Bu konuyu irdelerken forumlarıda sıklıkla gezindim ve bazı fikirlere rastladım. Kendi yorumlarımı da katarak bu paragraf da bunları anlatacağım. Şimdi eğer bir evren yaratıyorsak bunun bir amacı olmalıdır bu konuda hemfikiriz. Ve benim tahminim eğer biz bir simulasyon içindeysek, bunun amacı insanlığın gelişmişlik düzeyini test etmektir. Çünkü milyar yıllar geçmiş ve bu konu yeni yeni gündeme geliyor. Yani insanoğlu bu soruyu sorabilecek bir düşünme yetisine kavuştu. Sonuçta insana verilmiş en büyük lütuf düşünmektir, ve bununda bir amacı olmalıdır. İnsanın gerçeğe ulaşmasını istediler ve eline sadece düşünme özelliğini verdiler. Evrenin sırrı çözülmeden de kıyametin geleceğini düşünmüyorum şahsen, çünkü evrenin bir sırrı kalmadığında insanoğlu yapması gerekeni yapmış olacak ve hayata devam etmek için bir sebep kalmayacak. Belki de tuşlar kapatılacak. Ancak hergün farklı bir gizemin ortaya çıktığını düşünürsek az önceki teorimin gerçekleşmesi için, insanın gelişiminin hızının evrenin işleyişinin hızını geçmesi gerekmektedir.
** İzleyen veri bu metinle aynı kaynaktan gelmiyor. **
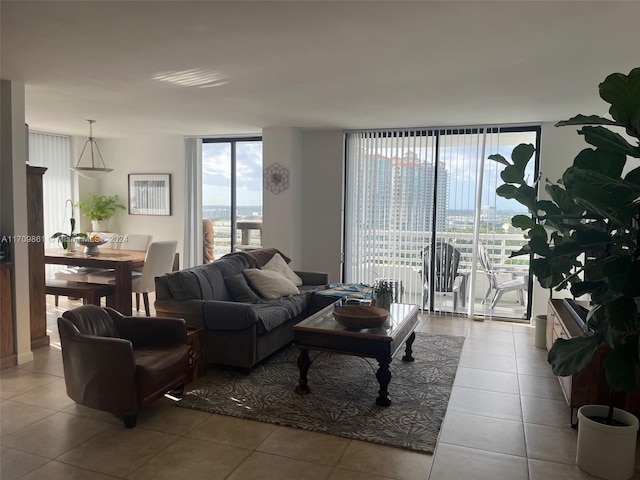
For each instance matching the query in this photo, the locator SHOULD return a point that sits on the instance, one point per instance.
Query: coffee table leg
(303, 365)
(384, 377)
(408, 351)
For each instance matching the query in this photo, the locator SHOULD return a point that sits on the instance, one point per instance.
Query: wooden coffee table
(321, 332)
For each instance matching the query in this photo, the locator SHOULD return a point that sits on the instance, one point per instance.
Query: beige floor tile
(386, 461)
(477, 464)
(485, 346)
(16, 415)
(119, 451)
(532, 366)
(309, 446)
(543, 387)
(483, 433)
(486, 361)
(232, 431)
(485, 403)
(487, 380)
(14, 463)
(164, 416)
(59, 471)
(343, 474)
(541, 470)
(552, 444)
(263, 466)
(54, 435)
(192, 459)
(52, 395)
(14, 381)
(544, 411)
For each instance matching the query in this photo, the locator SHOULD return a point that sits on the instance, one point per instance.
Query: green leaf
(521, 155)
(604, 138)
(621, 366)
(523, 222)
(500, 159)
(606, 162)
(570, 356)
(623, 93)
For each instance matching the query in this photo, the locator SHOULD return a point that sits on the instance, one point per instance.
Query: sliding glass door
(232, 192)
(419, 206)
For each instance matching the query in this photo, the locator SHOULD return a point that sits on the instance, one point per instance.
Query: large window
(232, 192)
(414, 195)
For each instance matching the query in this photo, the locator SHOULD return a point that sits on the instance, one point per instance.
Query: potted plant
(587, 238)
(68, 240)
(383, 291)
(100, 209)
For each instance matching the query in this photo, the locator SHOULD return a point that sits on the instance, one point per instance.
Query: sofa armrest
(222, 315)
(314, 278)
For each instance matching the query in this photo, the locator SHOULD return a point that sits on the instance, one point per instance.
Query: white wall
(148, 154)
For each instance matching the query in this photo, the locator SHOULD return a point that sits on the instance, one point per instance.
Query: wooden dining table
(122, 261)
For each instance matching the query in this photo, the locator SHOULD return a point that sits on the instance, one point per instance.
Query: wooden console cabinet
(588, 386)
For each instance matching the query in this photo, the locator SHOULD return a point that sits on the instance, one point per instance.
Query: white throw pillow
(270, 284)
(278, 264)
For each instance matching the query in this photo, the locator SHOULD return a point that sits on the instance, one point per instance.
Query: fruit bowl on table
(357, 317)
(91, 246)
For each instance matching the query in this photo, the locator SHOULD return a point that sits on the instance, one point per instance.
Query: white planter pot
(99, 225)
(603, 450)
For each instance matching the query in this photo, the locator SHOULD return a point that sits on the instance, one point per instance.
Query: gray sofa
(238, 334)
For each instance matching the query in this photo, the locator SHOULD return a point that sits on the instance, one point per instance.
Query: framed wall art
(150, 194)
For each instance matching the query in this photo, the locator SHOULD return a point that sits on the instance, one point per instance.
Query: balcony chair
(517, 284)
(122, 364)
(159, 260)
(446, 277)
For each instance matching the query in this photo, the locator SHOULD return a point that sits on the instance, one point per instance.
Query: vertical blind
(53, 152)
(410, 189)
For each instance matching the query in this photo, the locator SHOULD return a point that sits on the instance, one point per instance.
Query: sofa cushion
(239, 289)
(270, 284)
(278, 264)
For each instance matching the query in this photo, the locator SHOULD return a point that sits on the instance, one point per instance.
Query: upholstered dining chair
(122, 364)
(518, 284)
(158, 261)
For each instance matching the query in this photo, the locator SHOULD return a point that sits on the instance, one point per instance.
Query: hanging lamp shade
(92, 169)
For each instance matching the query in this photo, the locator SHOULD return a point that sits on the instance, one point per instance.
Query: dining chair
(158, 261)
(516, 284)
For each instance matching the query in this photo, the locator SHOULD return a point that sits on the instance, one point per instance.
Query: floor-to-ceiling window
(421, 209)
(232, 191)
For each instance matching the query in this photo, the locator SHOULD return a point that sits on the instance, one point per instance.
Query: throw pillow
(278, 264)
(270, 284)
(239, 289)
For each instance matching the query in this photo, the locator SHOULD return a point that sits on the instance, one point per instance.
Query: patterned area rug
(343, 393)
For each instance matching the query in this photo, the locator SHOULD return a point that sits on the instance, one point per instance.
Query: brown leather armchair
(121, 364)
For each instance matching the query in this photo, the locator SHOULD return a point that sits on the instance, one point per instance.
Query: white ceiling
(332, 64)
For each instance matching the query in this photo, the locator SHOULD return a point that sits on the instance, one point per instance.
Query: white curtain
(409, 189)
(193, 240)
(53, 152)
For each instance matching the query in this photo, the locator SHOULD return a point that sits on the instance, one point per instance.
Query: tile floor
(506, 419)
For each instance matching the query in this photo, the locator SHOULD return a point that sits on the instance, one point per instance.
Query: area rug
(343, 393)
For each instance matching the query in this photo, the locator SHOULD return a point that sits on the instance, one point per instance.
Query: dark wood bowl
(356, 317)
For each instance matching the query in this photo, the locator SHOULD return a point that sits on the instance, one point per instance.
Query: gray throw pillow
(239, 289)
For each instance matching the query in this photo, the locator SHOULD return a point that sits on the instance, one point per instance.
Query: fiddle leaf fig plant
(586, 237)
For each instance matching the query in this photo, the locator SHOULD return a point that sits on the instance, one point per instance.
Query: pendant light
(92, 171)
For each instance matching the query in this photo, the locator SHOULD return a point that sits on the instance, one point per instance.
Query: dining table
(121, 261)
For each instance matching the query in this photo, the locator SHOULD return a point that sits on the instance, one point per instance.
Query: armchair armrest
(222, 315)
(148, 331)
(98, 371)
(314, 278)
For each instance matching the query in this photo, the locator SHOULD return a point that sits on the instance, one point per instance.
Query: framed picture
(150, 194)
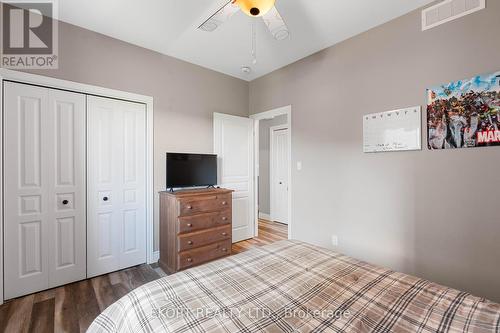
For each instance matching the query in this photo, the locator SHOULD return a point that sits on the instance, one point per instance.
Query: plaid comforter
(291, 286)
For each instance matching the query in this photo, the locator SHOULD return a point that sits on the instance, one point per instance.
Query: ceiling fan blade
(221, 16)
(276, 25)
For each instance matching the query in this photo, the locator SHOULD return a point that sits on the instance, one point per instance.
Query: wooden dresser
(195, 227)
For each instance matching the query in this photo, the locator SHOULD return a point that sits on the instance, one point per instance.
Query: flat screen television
(190, 170)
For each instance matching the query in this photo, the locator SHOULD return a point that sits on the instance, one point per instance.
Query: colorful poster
(465, 113)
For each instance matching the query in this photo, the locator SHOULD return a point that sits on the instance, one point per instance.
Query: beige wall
(430, 213)
(264, 161)
(185, 95)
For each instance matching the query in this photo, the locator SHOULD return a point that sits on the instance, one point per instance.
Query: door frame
(272, 186)
(285, 110)
(216, 133)
(49, 82)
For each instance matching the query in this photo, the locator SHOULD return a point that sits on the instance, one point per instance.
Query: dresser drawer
(205, 204)
(204, 221)
(203, 254)
(203, 237)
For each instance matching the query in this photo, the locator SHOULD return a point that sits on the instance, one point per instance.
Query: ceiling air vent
(449, 10)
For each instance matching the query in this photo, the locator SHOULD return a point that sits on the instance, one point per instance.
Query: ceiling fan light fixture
(255, 8)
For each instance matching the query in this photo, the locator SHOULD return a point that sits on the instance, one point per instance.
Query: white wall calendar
(397, 130)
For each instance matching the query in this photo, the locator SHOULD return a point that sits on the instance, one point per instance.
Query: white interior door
(279, 174)
(233, 144)
(116, 180)
(44, 186)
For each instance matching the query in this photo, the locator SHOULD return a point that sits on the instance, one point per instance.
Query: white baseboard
(264, 216)
(155, 257)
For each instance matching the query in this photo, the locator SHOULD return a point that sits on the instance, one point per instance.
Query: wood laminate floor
(269, 232)
(73, 307)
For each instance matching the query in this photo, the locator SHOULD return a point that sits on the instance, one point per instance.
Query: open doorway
(273, 173)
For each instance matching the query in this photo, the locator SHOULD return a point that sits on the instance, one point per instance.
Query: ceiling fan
(253, 8)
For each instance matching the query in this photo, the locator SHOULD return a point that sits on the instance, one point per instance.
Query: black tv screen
(189, 170)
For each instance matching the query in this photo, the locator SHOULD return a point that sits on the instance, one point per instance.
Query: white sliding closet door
(44, 187)
(116, 181)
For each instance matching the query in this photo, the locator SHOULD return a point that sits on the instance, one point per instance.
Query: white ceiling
(170, 27)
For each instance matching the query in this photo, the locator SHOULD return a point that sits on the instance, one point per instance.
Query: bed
(291, 286)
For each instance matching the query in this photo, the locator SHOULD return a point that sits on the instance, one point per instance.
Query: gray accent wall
(264, 161)
(185, 95)
(434, 214)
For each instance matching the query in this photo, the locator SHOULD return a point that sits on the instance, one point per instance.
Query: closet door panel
(44, 177)
(116, 185)
(133, 203)
(67, 251)
(26, 199)
(102, 153)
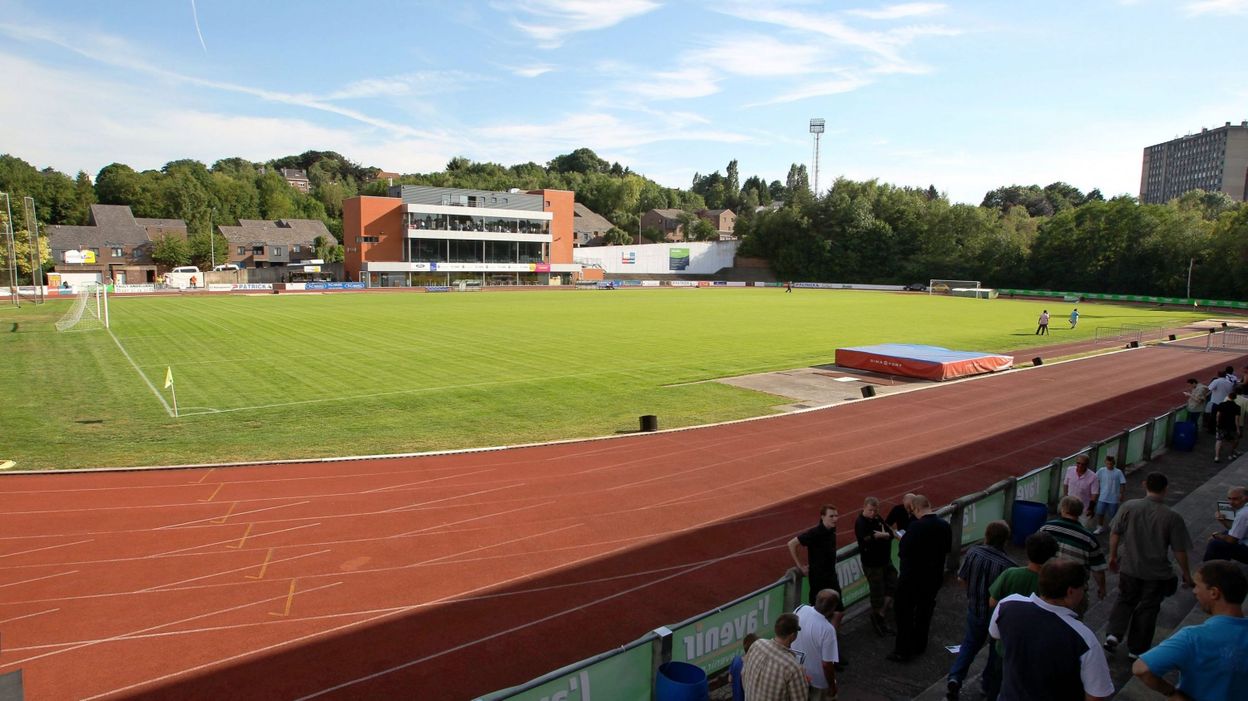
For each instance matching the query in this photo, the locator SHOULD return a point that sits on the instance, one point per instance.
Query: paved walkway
(1196, 484)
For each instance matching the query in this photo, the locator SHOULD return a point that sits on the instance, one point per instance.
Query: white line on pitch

Bu da oldukça zordur. (Hiçbir şeye imkansız diyemiyorum artık.)

Her şeyin bir yaratıcısı olduğu ve bu dünyanın gerçek dünya olmadığı kesinleşen iki şey arasında. Ancak bu dünya gerçek bir dünya değilse, biz sahte dünyaların hangisini yaşıyoruz ?

Bostrom'un makalesinden sonra bu sorunun cevabı simulasyon hayatı olarak her geçen gün artmaya başladı. O makaleden bir kesit ise şöyle der.  "..elimizde dünya hakkında bazı alternatif iddiaların doğru olduğuna inanmazı sağlayacak kadar yeterli ilginç ampirik veri mevcut.." Alternatif iddiadan kastın da simulasyon hayatı olduğunu bizzat vikipediden okudum. İddiaların kanıtları gün yüzüne çıksa kim inanır orası da muamma ancak dünyayı sarsacağını şiddetli bir şekilde düşünmüyor değilim. Adeta bir sims oyunu karakteri olduğunu öğrenen insanların nasıl bir tepki vereceğini de fazlasıyla merak ediyorum. (Tabiki hepsi varsayım, ben Oxfordlu'nun yalancısıyım)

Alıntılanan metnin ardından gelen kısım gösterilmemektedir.